How a down round dilutes
Standard dilution math first: the round happens at a lower price per share, so more shares get issued for the same dollar raise, which dilutes everyone. Then anti-dilution provisions kick in for protected investors: their conversion price drops via the broad-based weighted average formula or full ratchet, and additional shares are issued to them. Founders bear most of that extra dilution.
What we learned
Many companies that raised at peak 2021 multiples ended up flat or down by 2023. Anti-dilution provisions that founders treated as theoretical at signing became expensive in practice. Pay-to-play provisions and structured rounds became the norm. Founders who had not modeled their down-round exposure in advance were forced into reactive decisions.
If you are heading into a down round
- Model the exact anti-dilution impact at the proposed price using the calculator below.

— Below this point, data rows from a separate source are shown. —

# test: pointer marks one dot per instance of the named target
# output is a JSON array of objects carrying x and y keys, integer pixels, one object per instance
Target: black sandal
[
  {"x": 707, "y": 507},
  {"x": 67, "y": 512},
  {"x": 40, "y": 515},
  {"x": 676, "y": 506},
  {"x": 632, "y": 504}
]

- Push for pay-to-play to convert non-participating preferred to common.
- Negotiate carve-outs for employee grants and strategic issuances.
- Refresh employee equity if grants would otherwise be deeply underwater.
- Consider a convertible-note bridge to defer the repricing if you can hit a milestone in 6-12 months.
- Communicate transparently with the team about cap table impact (selectively, on a need-to-know basis).